Lady Buccleuch, approached by Mariotta, had proved an unhelpful confidante. “That’s his job,” she pointed out. “You don’t, I suppose, want to flit here and yon tied to the man’s collar like Agrippa’s dog with the devil.”
“But are you telling me the two circles never meet?” cried Mariotta
in exasperation. “Are we to spend the young days of our lives with never a shared doubt, or pleasure, or worry but what falls crash at our feet the one rare Sunday in five we’re together?”
“God,” had said Janet. “I’m not likely to buy doubts off Buccleuch.
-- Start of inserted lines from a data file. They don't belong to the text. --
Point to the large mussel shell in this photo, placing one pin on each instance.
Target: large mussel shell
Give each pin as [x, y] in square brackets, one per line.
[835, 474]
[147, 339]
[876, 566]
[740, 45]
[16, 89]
I’ve enough myself for the two of us, and I’ll fight to the death to keep Wat’s great blundering thumbs out of them.…”
That was at the start of November. Very soon afterward, the first parcel of jewellery arrived.
Mariotta found it, wrapped and anonymous, in her solar: discreet inquiry could not discover how it came there. Inside was a handsome ring-brooch, disingenuously inscribed
Nostre et toutdits a vostre desir
. There was nothing else to betray its origin, and from that fact, and the arrogance of the message, she thought she guessed the sender.
Lady Culter passed an uneasy afternoon, considering what to do. Tell Richard? She might be wrong. There might be a letter on its way with a perfectly innocent explanation. Or another less innocent. But Richard in his anger had already exposed himself too rashly to his brother: to repress further injury was something the Dowager, at least, would approve. She decided to wait.
No letter came, but a week later, a second packet. This was a bracelet, demanding boldly,
Is thy heart as my heart?
with an insolence which was almost its undoing. Mariotta roamed her room, arguing and counterarguing, dogged by a recollection of blue eyes and a blurred, inebriated voice.
It was monstrous, of course, even to compare the two men. A well-balanced, mature woman of nineteen would unpin the ring-brooch from inside her bodice and put it and the bracelet in Richard’s hands saying meekly, “Your brother is paying court to me. What do I do?”